6 Months In
2020 has been an interesting year thus far. Within 6 months, our world has been thrown upside down. Despite the challenges 2020 has presented us with, I find solace in knowing that our whole world is going through similar situations. We have all been forced to self-isolate and process this moment. In America, our country has been rocked. A reckoning has happened in the form of Americans addressing another major issue, systemic racism.

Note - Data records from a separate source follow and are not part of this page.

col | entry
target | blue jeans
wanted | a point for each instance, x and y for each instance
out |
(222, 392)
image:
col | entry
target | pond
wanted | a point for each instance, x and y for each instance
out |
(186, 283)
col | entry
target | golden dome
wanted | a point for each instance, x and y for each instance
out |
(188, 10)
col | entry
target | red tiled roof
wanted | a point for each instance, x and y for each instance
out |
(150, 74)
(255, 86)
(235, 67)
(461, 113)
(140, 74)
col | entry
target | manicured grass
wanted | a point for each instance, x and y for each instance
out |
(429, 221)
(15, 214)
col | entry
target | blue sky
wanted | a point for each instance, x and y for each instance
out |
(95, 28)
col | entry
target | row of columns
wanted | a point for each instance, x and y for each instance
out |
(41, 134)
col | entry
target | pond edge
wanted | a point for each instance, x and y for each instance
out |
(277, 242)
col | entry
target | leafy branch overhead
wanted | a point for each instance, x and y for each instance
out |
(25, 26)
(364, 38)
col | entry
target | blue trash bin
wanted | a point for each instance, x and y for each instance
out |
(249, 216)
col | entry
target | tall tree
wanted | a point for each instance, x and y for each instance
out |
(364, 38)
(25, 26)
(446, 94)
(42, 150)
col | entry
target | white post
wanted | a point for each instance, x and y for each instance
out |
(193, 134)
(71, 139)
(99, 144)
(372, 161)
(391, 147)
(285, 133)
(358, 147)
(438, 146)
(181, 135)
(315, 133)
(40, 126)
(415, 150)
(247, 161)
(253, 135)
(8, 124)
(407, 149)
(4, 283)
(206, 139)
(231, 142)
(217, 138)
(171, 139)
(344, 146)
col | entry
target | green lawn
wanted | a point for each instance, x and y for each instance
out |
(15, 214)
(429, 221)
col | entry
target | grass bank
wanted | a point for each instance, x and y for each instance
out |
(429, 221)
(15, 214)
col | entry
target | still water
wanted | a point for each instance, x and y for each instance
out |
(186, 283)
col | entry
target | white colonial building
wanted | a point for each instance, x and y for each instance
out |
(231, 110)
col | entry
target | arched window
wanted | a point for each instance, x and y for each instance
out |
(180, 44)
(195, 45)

155 years ago, the formal end of chattel slavery happened but racism persisted here in America. Pseudo slavery is still alive and well in America and presents itself in many ways. Just 60 years ago, Black people were finally given a semblance of legal and legislative freedom. Before that, we were state-sanctioned second-class citizens. A history so vile doesn’t just go away, we see the remnants of slavery manifest itself and permeate other areas of our society. Mass incarceration is now the pseudo slavery of Black people. This resurgence of slavery also manifests itself in our school system through the school to prison pipeline.
In thinking about the egregious history of Black people in America, I wonder how did our world become so vile, so evil, so selfish? Then, I am reminded that America itself was built off of this notion…greed. As I process this moment in time, I think about my nephews, my sweet baby nephews who are just two months old. What kind of world have they been born into? How are they going to grow up in this world and what will they believe about themselves, others, and America?

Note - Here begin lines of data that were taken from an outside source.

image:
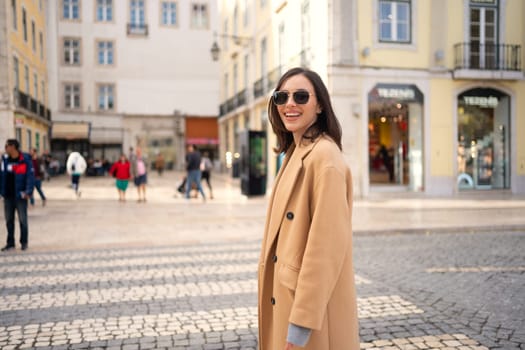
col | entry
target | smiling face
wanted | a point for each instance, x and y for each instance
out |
(297, 118)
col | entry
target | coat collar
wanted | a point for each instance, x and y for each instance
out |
(282, 190)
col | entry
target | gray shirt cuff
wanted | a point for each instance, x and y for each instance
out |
(298, 335)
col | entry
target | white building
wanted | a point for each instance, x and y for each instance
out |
(125, 73)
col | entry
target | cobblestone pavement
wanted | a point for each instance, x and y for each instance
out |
(172, 274)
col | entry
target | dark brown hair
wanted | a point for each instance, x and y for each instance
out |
(326, 120)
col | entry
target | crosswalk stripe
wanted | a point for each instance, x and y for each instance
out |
(111, 254)
(127, 275)
(131, 262)
(123, 327)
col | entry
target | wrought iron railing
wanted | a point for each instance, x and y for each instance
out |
(24, 101)
(487, 56)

Then I think of myself, I am filled with a variety of emotions but three that are at the forefront of my mind are: Tired, Infuriated, and Frustrated. As I sit and ponder the value of my existence as a young Black woman in America, I am at a standstill. I began to wonder why Black women are so devalued. Even in the face of this movement, Breonna Taylors' name has been overlooked. A young black 19-year-old woman was murdered and yet we fail to hear her name repeatedly because the voices of Black women tend to get muffled and silenced in the face of injustices.

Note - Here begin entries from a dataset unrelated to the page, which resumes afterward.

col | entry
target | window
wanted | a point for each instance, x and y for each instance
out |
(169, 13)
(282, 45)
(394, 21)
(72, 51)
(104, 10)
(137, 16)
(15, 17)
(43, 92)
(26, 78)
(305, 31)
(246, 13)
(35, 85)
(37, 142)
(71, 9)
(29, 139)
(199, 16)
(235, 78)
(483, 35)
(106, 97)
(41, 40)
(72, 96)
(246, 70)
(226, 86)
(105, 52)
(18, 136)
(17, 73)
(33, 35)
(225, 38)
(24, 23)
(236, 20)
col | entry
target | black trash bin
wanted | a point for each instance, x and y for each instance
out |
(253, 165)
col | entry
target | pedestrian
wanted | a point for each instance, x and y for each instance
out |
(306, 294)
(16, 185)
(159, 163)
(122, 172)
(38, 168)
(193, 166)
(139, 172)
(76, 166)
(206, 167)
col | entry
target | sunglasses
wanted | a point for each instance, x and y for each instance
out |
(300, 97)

Through the pain and adversity, I am reminded of how loving and merciful our God is. God knows exactly what is going on in this world. He knows the pain we are experiencing and wants us to know that we are not alone. His loving hand is here to guide us through this time and help us process this. Even with all the pain our world, and particularly America is feeling, I find peace in knowing that God is in control.
I have begun to notice a shift in the atmosphere, people are becoming educated on this matter and are addressing racist people head-on. Black people are proving knowledge and sharing their experiences with Whites, particularly those who cannot relate to our experiences. Within educating and informing others, we must approach teaching others with a Christ-like mindset of grace and love. We must be gentle and humble in our approach to making our world a more equitable place. This task of dismantling racism is a long process, it surely won’t happen overnight but as we educate the masses, prayerfully we can see tangible changes.